The caterpillars feed on grasses (Poaceae and Cyperaceae). Mainly Cyperaceae (e.g. Carex alba and Luzula spp.) seem to be more important.
Erebia ligea colonizes open woods such as floodplain forests, forest gap systems, clearcuts, wooded bog edges, grove rich grasslands etc. Erebia ligea is a montane species, which occurs in the low mountains and the Alps (including the northern foreland) avoids hot, dry and low-lying habitats.
The adults fly from June to August. A two-year development is obviously mandatory. The caterpillar overwinters in the egg shell for the first time and the second time in penultimate instar.
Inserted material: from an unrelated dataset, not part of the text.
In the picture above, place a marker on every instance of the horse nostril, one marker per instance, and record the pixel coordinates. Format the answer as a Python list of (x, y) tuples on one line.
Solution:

I found a larva just in last instar, for example, in mid-May 2011 at the Iller valley (Southern Germany) in a Carex alba dominated light forest and a larva in penultimate instar in late October 2010 on the Adelegg (Eisenbacher Tobel, a low prealpine massif in Southern Germany)) probably already in hibernation in a pure Luzula-spot in moss.
Endangerment: regionally endangered or decreasing
In the Alps Erebia ligea is not so endangered, at least at higher elevations. In the valley bottoms, the low mountains and foothills of the Alps, however it is threatened by darkening of the forests, eutrophication, destruction of riparian forests and so-called natural forest management (dark forest management, single tree selection without clearcutting, separation of forest and pasture).
Additionally, climate change affects especially the populations in lower elevations. On the lower eastern Swabian Alb a strong decline can be observed in recent decades.
The distribution ranges from Central France across Central and Northern Europe to Kamchatka and Japan. To the south Erebia ligea occurs to Northern Greece (own observations e.g. in the vicinity of Mount Vitsi in July 2011).